O egocentrismo de Eric o colocou em uma posição tão distante da realidade, que ele sequer percebe detalhes do mundo á sua volta, a irrelevância que ele dá para aqueles que o cercam o distancia ainda mais do restando mundo. Numa determinada passagem ele aparenta se surpreender ao ver a esposa fumando, ela então o conta que fuma desde os quinze anos, provavelmente ele que nunca tinha dado conta disso. O sexo casual com outras mulheres, com quem ele se relaciona profissionalmente, é desprovido de qualquer sentimento ou afeto, é tão somente a satisfação de uma necessidade. Em um diálogo ele pondera: "somos pessoas no mundo, temos que comer e conversar". Ao chegar a tal conclusão, ele coloca a necessidade que temos de nos relacionarmos com outras pessoas no mesmo patamar da necessidade de nos alimentarmos, como se a primeira fosse tão somente uma necessidade fisiológica como é a segunda; nisto vemos a importância que ela dá para as relações...

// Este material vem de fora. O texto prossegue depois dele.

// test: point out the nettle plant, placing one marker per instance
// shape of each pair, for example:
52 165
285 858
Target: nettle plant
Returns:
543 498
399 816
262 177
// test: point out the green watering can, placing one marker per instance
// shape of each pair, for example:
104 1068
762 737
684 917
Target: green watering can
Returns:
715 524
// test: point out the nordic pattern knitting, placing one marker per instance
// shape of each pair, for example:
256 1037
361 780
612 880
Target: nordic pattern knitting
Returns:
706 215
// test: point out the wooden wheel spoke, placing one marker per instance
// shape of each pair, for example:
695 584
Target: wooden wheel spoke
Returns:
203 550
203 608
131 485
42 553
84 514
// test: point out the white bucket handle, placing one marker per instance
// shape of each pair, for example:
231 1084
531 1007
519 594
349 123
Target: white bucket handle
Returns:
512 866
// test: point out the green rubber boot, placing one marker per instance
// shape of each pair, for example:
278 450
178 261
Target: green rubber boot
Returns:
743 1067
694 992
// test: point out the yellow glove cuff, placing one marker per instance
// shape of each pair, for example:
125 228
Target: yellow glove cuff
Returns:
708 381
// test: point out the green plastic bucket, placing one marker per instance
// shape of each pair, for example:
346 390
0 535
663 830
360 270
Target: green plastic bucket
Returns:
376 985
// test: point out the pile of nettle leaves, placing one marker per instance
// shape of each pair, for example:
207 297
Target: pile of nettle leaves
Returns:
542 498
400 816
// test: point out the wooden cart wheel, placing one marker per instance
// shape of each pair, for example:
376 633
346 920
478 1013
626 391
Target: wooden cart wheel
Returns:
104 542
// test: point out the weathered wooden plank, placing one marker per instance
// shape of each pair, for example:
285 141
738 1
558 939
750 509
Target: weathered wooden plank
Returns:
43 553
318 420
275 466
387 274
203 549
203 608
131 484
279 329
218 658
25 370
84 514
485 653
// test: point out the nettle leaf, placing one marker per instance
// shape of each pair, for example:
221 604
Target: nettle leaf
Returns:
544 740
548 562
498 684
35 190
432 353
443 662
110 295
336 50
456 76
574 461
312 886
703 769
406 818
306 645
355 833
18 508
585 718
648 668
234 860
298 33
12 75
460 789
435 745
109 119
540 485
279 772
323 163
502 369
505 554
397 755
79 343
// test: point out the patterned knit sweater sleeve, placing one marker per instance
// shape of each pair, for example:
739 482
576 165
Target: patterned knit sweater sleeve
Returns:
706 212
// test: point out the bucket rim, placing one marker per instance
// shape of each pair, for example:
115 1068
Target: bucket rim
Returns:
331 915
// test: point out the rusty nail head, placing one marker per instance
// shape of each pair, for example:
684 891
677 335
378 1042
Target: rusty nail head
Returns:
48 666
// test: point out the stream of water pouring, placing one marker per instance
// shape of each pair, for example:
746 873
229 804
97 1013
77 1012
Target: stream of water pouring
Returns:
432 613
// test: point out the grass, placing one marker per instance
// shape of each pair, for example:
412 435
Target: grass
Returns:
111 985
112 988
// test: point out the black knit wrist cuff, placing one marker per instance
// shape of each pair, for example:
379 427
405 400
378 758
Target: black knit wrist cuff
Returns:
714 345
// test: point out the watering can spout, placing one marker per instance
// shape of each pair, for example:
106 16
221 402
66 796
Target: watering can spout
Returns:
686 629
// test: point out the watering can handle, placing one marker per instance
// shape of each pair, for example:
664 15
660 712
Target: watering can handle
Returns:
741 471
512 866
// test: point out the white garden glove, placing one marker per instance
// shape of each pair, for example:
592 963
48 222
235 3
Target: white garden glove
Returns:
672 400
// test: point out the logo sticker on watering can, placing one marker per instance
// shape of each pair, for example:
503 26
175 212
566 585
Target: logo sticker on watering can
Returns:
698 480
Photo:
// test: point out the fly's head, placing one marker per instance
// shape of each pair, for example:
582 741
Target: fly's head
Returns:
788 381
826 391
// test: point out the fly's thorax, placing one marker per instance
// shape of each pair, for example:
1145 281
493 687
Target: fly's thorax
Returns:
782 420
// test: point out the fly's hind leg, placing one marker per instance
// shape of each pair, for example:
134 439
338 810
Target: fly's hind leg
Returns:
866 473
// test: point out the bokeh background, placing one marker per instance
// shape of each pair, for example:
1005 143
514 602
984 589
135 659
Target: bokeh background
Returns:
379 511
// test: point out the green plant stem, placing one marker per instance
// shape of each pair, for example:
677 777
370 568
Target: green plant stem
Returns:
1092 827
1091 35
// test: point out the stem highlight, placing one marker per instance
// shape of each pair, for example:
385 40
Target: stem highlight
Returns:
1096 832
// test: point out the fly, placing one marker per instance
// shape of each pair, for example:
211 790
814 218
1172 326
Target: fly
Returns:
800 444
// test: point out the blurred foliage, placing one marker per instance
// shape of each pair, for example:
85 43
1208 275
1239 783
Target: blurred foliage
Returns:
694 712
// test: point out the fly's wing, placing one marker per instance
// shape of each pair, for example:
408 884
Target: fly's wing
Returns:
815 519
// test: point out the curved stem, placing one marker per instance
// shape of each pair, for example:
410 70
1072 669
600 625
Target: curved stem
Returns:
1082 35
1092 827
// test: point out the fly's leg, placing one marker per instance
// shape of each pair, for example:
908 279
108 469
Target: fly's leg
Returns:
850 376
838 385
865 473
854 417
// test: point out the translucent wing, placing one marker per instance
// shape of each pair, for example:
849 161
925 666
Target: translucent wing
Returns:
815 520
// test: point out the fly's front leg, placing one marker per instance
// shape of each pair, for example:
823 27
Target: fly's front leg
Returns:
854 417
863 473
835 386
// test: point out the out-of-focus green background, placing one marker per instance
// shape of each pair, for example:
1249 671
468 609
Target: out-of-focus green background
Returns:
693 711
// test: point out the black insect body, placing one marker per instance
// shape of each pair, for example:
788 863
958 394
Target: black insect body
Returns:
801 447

De certa forma a limusine, dentro da qual o personagem se esconde do mundo, é similar às nossas salas de estar, onde nos sentimos seguros e de onde contemplamos o mundo pela tela da TV. Tal como ele, nos sentimos testemunhas de tudo o que acontece do lado de fora de nossa fortaleza, no entanto não somos participantes, apenas expectadores. Esta noção, ao mesmo tempo que nos isenta da culpa pelos males do mundo (afinal, acreditamos que não podemos ser culpados pela omissão), nos distancia de qualquer ação que possa ser potencialmente transformadora. Assim como Eric, somos despertados apenas quando sentimos que algo que nos é estranho pode nos ameaçar, no caso dele, isso acontece em um dado momento da trama, quando ele recebe um diagnóstico de que sua próstata é assimétrica, é uma afirmação sem significado algum, nem para ele, no entanto ela representa o máximo de risco a que ele acreditar estar exposto. 

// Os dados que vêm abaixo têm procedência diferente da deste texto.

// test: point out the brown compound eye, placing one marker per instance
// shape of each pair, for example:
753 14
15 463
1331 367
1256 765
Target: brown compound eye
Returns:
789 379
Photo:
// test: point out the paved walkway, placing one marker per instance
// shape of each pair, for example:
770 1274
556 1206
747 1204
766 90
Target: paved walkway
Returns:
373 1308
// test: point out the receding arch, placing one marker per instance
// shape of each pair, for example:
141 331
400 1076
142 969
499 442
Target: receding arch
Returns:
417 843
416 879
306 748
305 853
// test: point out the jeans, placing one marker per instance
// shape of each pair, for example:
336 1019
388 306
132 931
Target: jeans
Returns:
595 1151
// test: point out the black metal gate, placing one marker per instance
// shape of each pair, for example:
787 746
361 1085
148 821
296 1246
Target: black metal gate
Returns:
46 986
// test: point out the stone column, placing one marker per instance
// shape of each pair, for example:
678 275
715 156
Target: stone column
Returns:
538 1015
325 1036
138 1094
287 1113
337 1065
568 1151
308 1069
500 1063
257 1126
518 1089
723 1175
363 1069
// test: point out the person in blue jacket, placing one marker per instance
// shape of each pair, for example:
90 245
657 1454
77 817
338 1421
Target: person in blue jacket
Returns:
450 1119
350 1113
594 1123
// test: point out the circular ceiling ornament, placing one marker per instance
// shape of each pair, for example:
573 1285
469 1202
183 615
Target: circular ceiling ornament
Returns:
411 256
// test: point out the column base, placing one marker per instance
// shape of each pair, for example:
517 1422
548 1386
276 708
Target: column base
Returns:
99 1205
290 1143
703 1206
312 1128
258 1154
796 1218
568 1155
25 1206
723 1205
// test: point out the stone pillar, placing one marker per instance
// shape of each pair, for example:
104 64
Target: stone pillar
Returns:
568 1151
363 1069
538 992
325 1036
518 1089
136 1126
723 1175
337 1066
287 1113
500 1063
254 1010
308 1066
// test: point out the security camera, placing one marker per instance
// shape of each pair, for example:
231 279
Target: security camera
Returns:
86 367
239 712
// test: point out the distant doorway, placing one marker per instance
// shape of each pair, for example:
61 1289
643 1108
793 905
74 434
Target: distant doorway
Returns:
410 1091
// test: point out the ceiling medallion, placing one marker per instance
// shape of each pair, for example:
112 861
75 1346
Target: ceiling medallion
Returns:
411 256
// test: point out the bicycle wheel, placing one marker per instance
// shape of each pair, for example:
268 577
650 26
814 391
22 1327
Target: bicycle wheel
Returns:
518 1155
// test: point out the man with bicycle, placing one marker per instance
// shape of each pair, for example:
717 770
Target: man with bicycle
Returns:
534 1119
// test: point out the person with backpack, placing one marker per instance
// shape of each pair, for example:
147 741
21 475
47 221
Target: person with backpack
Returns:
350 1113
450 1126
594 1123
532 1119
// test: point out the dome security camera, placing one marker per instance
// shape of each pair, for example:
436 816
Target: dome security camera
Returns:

A ilusão de poder que move Eric que ele demora a assimilar a ameaça de falência, que passa o assombrar depois de uma aposta equivocada que ele faz na variação cambial da moeda chinesa. Seu comportamento é afetado, porém vagarosamente. Mesmo com seus ativos sendo reduzidos a pó, ele continua acreditando que está resguardado, a ameaça externa começa a lhe preocupar pouco a pouco, e a transformação que estão se desencadeia em seu mode de agir o leva da total confiança em si mesmo à perda de todos os seus estímulos numa questão de oras, o que nos remete à forma com que a crise do final da década passada afetou o mercado e os investidores. Cosmópolis, como eu havia dito, não aborda apenas a falência do modelo capitalista neoliberal, a decadência que ele retrata é a do homem pós-moderno, aquilo que vemos na tela é uma representação da nossa própria degradação como indivíduos e como sociedade. 

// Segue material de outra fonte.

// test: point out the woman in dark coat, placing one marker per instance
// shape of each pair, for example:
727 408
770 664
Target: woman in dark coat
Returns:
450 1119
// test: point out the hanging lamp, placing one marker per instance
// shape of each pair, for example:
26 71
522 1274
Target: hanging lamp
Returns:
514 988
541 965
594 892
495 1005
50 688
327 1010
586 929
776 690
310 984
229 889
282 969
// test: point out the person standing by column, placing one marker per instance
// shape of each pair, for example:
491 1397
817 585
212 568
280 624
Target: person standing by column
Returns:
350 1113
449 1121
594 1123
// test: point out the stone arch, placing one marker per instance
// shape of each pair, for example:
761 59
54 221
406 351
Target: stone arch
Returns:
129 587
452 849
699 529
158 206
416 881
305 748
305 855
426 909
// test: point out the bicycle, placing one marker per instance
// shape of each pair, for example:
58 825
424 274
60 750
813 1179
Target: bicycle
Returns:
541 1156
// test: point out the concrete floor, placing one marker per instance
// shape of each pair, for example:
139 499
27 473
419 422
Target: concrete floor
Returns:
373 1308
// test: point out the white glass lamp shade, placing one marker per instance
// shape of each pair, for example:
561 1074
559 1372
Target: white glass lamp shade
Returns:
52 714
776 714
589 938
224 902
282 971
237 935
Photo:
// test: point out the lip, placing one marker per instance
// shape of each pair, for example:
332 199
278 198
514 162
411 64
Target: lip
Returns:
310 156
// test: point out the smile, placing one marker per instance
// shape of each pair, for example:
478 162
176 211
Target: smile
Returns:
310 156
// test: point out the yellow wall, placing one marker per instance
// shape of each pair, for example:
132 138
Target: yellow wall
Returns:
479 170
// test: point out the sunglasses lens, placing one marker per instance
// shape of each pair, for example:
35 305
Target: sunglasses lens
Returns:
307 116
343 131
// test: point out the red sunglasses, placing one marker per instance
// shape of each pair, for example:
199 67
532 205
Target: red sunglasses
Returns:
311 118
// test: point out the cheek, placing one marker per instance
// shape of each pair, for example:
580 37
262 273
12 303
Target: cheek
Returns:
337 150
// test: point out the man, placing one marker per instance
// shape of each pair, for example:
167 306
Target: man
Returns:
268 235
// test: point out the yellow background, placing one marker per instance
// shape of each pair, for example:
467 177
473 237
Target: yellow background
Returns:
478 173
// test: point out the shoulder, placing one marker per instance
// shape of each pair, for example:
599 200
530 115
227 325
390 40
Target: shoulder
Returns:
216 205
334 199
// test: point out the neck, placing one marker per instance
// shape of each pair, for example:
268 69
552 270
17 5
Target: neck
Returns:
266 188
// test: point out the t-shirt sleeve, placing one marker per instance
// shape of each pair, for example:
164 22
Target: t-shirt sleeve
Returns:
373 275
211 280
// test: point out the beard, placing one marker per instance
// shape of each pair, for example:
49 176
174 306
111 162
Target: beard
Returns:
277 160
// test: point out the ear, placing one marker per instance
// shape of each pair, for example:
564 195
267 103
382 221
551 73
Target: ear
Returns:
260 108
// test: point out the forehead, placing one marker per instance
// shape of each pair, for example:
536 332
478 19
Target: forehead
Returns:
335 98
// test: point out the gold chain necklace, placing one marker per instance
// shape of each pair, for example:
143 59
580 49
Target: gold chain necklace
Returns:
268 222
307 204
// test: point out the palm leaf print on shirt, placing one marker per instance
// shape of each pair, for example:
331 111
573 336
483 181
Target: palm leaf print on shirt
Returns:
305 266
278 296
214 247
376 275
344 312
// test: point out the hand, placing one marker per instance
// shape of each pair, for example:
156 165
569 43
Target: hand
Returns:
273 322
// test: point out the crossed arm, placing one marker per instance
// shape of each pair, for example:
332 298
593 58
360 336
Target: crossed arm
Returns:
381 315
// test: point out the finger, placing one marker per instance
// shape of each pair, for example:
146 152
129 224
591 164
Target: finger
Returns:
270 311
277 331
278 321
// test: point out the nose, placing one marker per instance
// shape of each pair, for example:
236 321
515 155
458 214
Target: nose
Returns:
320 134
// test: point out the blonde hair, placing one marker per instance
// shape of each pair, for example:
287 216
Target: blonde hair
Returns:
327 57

Robert Pattinson me surpreendeu e muito, ele está excelente em uma atuação que exige diversos níveis de interpretação e ele transita por todos eles com uma incrível agilidade. Ele mergulha fundo na complexidade dramática de seu personagem e isto fica evidente em praticamente todas as passagens do longa, principalmente na sequência final, que é protagonizada por ele e por Paul Giamatti, que também está ótimo. O restante do elenco também entrega atuações fortes, que não deixam nada a desejar em nenhum momento, destaco os desempenhos de Juliette Binoche, Sarah Gadon, George Touliatos e Kevin Durand. O aparato técnico confere ao filme um estilo que é ao mesmo tempo futurista, surreal e apocalíptico, que é desenvolvido através de uma fotografia limpa, porém repleta de sombras; uma direção de arte que dá destaque à onipresença da tecnologia e enquadramentos inusitados que exploram muito bem o interior da limusine, que é o principal cenário do longa.


Cosmópolis não é o tipo de filme que agradará a todos, mas não tenho dúvidas de que ele é um daqueles que deveria ser visto, analisado e debatido por todos aqueles que apreciam o bom cinema, ou que se interessem pela condição do indivíduo frente ao sistema vigente no mundo pós-moderno. Depois de dirigir um filme raso e mediano, como foi Um Método Perigoso (2011)David Cronenberg concebeu esta grandiosa obra, que acredito que será lembrada no futuro como um dos mais contundentes retratos de nossa época.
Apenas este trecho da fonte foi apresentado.